Esports and Accessibility; A Conversation with Royal Holloway’s Games Society

Alex discusses the esports community on campus whilst in conversation with Royal Holloway's Game Society

Despite playing video games for most of my life, I can’t say I’ve had much experience with competitive gaming. I had always preferred single-player games, with the odd game of MarioKart or Street Fighter whenever I visited a friend’s house. As much as I love games, I cannot claim to be any good at them. Which is why the concept of esports, or competitive gaming, always seemed a little foreign to me. I spoke with the new team behind Royal Holloway’s Games Society, Mercedes Mayes, president, Yuji Aoyama, vice president, and Malik Hashi, esports representative, on the topic of the esports scene at Royal Holloway. 

After our discussion I had just learned a ton about esports itself and its presence at Royal Holloway, and I felt confident I could get involved. We talked about what esports at our university is like, what the society’s aims are for the coming year, and specifically, what issues they faced in terms of accessibility, and what they were going to do to tackle them.

Around 150 students get involved with Games Society’s esports night, with many of them starting their own teams for games like League of Legends, Overwatch, CS:GO and Valorant. A RHUL esports team recently won 2nd place in a Magic: The Gathering tournament, winning around £8000, the society’s biggest victory yet.

I have learned that esports is a lot like “regular” sports in that it can be enjoyed at all levels. It’s still sport if you kick a ball around a field with your friends, and it’s still esport if you play a few rounds of Super Smash Bros. In our discussion, one word was thrown around more than any other: “casual”. One of Games Society’s goals for this year is to get more casual gamers into esports, whether it’s just to spectate, try their hand at some competitive gaming, or even start their own team. 
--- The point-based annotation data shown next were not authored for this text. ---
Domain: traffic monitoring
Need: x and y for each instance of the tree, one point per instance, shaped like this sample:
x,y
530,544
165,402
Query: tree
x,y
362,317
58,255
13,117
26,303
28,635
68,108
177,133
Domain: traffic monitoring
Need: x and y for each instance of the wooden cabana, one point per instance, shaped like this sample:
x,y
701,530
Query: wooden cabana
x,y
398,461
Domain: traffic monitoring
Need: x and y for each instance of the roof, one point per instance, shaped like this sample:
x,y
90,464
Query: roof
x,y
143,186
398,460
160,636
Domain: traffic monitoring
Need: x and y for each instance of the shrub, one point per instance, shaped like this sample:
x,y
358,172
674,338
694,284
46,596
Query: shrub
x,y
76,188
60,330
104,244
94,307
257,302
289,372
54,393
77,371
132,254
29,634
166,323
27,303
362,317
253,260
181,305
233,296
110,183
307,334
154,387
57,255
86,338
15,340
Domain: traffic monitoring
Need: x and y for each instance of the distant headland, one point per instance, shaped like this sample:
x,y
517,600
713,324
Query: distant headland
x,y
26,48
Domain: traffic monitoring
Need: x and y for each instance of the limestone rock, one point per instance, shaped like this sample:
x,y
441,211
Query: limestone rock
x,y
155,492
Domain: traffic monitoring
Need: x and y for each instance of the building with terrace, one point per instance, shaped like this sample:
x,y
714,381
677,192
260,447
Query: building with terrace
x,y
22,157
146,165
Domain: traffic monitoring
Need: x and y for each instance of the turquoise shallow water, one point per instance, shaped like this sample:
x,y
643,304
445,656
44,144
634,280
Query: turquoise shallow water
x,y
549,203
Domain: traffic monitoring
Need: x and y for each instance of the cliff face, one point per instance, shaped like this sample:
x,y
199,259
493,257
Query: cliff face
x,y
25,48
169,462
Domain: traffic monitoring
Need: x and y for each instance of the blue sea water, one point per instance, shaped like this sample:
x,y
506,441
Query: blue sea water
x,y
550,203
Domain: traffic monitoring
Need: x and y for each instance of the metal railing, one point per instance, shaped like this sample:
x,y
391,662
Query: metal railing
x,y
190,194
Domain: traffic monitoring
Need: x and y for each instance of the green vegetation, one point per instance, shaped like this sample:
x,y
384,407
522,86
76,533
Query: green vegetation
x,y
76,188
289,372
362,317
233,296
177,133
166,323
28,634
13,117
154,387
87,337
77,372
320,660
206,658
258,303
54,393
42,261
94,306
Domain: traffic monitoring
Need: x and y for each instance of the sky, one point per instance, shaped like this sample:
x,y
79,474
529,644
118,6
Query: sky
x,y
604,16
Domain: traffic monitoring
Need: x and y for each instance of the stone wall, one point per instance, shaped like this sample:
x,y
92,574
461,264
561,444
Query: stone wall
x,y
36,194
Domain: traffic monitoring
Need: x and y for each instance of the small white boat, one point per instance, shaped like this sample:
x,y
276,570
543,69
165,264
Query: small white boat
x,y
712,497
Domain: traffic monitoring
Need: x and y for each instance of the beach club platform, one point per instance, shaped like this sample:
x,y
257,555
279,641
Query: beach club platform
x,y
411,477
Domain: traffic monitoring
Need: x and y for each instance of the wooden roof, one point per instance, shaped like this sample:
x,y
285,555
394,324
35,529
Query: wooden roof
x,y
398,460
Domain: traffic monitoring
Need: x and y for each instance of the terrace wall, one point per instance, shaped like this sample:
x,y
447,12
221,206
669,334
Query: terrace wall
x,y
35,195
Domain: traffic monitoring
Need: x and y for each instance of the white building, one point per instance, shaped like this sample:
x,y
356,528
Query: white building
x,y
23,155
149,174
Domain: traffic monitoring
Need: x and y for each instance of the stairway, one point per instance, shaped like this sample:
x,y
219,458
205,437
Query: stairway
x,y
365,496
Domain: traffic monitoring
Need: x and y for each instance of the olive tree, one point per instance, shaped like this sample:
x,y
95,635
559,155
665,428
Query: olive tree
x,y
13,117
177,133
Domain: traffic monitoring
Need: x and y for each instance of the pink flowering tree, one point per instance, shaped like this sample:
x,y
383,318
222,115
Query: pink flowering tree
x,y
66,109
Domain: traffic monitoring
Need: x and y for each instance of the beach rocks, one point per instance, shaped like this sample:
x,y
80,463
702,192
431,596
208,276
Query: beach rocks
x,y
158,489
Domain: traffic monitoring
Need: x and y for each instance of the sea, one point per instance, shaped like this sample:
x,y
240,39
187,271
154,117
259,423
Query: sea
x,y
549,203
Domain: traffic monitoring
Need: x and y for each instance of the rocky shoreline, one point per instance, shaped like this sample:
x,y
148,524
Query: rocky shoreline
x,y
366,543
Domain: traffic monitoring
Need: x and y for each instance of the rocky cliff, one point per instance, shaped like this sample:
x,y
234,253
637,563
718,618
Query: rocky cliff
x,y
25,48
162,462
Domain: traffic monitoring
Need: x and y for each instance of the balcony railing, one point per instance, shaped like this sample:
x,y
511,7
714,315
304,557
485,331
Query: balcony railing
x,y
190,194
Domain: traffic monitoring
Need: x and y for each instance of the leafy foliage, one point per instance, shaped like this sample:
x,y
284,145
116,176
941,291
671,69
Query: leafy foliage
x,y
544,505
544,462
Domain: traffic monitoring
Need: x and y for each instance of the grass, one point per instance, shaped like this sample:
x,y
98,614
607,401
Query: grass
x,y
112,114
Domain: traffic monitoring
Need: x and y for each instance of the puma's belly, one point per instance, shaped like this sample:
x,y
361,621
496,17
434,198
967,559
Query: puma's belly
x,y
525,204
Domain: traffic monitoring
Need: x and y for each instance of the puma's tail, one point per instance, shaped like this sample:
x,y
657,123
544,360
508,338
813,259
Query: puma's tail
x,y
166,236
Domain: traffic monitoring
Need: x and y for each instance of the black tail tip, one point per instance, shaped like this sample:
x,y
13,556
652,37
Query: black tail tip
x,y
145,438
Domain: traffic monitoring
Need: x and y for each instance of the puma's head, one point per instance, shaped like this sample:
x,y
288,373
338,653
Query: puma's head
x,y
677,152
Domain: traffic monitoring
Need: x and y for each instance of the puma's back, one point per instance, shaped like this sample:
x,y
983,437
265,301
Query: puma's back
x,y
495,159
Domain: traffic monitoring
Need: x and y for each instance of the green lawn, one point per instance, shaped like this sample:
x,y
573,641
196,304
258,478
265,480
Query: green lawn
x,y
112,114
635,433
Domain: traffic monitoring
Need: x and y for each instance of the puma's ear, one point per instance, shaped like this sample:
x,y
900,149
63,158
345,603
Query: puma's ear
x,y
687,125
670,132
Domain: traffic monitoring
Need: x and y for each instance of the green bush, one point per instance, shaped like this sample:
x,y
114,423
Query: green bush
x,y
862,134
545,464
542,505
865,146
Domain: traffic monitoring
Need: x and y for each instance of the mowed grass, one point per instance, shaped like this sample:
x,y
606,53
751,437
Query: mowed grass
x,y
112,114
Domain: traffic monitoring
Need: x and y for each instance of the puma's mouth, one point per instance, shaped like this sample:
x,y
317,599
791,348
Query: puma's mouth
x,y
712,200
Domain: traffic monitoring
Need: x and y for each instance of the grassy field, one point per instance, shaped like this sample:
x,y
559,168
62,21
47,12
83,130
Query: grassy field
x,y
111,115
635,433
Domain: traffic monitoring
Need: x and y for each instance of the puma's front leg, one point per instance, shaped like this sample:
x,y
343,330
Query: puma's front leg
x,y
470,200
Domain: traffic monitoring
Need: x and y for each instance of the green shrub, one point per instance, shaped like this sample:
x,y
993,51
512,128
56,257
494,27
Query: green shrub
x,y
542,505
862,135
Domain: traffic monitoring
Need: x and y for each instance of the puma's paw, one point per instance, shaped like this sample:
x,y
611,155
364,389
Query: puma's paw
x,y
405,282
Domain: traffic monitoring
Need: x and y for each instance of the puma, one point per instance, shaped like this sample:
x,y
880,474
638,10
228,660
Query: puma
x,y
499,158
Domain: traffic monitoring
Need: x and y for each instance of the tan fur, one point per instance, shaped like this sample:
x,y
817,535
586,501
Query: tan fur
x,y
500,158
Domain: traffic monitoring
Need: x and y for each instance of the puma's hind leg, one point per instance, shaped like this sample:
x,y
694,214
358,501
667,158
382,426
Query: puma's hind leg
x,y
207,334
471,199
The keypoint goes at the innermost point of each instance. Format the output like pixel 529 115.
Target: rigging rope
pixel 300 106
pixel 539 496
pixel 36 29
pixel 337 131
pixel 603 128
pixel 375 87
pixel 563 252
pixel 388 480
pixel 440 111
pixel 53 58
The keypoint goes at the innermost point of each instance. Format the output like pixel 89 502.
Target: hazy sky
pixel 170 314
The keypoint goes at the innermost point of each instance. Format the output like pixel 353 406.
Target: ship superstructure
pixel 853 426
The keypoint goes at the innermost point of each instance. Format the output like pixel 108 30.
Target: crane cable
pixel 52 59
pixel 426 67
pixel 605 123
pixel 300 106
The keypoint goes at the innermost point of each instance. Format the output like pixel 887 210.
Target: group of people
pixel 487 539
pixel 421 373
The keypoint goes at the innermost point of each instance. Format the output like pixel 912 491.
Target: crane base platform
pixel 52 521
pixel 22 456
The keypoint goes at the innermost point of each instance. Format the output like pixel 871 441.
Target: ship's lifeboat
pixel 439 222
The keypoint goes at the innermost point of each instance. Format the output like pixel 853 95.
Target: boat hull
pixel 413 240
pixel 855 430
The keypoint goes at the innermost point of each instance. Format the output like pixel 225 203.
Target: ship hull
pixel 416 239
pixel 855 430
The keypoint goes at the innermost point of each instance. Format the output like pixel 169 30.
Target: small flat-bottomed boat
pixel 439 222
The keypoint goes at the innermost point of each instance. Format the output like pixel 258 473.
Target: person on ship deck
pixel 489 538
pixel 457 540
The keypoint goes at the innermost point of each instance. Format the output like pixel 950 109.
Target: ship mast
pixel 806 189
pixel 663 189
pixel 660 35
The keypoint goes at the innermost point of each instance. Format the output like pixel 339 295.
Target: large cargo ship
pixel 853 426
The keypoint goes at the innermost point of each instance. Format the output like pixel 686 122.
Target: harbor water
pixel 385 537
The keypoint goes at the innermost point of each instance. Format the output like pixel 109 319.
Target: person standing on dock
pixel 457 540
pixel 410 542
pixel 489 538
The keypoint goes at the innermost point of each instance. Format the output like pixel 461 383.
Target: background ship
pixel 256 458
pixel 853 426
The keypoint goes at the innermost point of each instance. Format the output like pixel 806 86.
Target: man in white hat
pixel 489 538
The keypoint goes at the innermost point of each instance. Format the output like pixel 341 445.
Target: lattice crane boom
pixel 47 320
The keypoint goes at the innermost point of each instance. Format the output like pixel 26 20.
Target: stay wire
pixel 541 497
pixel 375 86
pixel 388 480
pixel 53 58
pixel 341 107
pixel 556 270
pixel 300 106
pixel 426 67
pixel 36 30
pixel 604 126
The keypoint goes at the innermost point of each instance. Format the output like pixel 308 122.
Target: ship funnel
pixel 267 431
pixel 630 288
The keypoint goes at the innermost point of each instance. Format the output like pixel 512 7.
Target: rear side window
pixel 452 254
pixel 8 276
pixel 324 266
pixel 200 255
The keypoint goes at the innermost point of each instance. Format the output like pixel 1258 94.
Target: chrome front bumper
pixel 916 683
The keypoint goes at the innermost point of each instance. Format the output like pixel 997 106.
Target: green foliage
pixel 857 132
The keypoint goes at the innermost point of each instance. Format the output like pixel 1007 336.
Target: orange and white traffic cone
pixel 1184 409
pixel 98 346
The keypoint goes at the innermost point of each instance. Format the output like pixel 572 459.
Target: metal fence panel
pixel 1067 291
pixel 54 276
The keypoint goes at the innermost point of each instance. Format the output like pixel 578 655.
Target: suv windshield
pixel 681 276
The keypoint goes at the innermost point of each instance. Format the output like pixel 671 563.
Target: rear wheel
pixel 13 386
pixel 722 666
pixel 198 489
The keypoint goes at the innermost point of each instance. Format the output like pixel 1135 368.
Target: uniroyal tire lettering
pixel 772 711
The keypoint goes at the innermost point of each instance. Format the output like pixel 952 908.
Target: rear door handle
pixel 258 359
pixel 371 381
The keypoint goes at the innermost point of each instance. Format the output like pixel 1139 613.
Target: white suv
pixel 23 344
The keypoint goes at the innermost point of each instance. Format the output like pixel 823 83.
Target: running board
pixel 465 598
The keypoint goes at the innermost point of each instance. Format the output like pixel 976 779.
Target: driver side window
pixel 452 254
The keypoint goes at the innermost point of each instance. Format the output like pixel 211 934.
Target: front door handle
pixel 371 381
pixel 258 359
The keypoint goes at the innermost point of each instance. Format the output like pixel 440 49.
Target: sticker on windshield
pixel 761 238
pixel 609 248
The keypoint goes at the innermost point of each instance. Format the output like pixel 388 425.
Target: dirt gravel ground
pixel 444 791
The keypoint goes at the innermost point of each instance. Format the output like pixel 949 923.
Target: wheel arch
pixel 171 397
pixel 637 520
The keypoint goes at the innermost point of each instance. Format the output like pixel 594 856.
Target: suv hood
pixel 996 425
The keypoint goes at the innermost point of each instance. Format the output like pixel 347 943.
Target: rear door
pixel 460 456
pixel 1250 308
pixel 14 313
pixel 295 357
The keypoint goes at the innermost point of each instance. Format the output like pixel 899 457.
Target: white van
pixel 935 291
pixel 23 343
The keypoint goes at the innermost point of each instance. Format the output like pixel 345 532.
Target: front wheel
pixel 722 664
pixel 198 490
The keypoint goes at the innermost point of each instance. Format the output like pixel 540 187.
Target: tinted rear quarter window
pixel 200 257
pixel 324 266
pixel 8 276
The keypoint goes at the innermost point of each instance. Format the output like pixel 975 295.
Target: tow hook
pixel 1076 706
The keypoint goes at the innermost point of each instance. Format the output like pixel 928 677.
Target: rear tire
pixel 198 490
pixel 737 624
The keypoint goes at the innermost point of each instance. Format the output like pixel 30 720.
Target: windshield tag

The goal, then, is to makes esports more accessible, not just to casual gamers, but also to more women and minorities. It’s no secret that, while enjoyed by just as many women as men, gaming is very male dominated industry. It offers more jobs to men, it advertises more to men, and the games it produces feature more men on their covers. Orbital recently covered the allegations made against Ubisoft, whose top executives and most powerful employees were harassing and sexually assaulting their staff. Furthermore, the industry does a poor job of representing minorities, and incidents of racist language from online players isn’t punished nearly as often as it should be. These facts are not lost on Games Society’s committee. Yuji expressed disappointment that “people who look like me” aren’t represented, and seemingly aren’t cared about by developers. Despite being the world’s most popular pastime, it doesn’t feel as inclusive as it should be.

I asked the committee what they thought was the best way to tackle these issues from their end, and it basically boils down to two methods. The first; diversifying the committee and the second; being more collaborative and open. It’s thrilling to see such a diverse committee this year, and the conscious effort they make to be inclusive and accessible. Furthermore, the reason I was even able to talk to their committee was their willingness to work with other societies and groups, and the effort and creativity that went into our debate impressed me. They stressed the importance of opening up to the rest of Royal Holloway, and of facilitating as much of that as possible.

Competitive gaming is entirely collaborative anyway. They have to work with universities across the country to compete with one another. The goal is really just to extend that attitude within Royal Holloway itself (other societies, new students, etc.), and even to other organisations outside of it. One key collaboration they have already made this year is with Women in Games, a non-profit organisation determined to help women achieve their full potential in the games industry and stamp out discrimination and inequality wherever they can. Their founder and COO, David Smith, has met with many universities across the country, including ours, to see how they get people involved in gaming. It’s one of our university’s biggest steps towards making gaming here as welcoming and inclusive as possible, and it’s wonderful to see.